Hello guys, After a few days of launching my site was attempted hacking by some dude and i have made a patch to avoid that. Today, i have the same similar attempt made and I would like your help to test the following page>> http://photocactus.com/images/479ec841-file.php.jpg Just click on the link and see if you could access any command from there, For me I got it as blank page. and I hope everyone also got it blank page. cheers and thanks a lot. toby
all i see is the full URL displayed in my ffx browser when opening your a.m. link however i wold worry about HOW hackers uploaded the hacker script you still have at that URL. basically you have a serious security hole somewhere that is a potential risk you take when offering upload/storage of files ... the first step to do is to really secure your website then to search all your log files for past abuse this or similar shell scripts c99shell or comparable ) usually are used to setup phishing sites ... OLD log files - many months back - may show you if you are a host of phishing ( i was a few times until i noticed - in 2005 )

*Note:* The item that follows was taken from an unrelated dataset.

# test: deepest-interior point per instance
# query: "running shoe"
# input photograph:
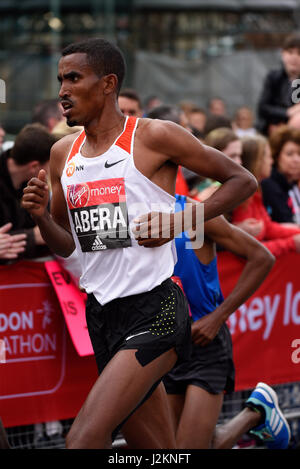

This is a PHP/Haxplorer.A virus detected by my anti-virus. Better remove it as if anyone login to that page without anti-virus protection, their systems will be affected.
I have never heard of a 'haxplorer' before but since the file is .php.jpg is was intended to be uploaded as a php file. As you know, php can communicate with some server somewhere and do something that may or may not be a bad thing. PHP also does not have to show any text on the page in order to be run, just as soon at the page opens the scripts are loaded. Delete it.
I am using Nod32 anti-virus and when I went to your link, it popup that virus. Therefore I advice you to check on your website and remove them as it can infect others.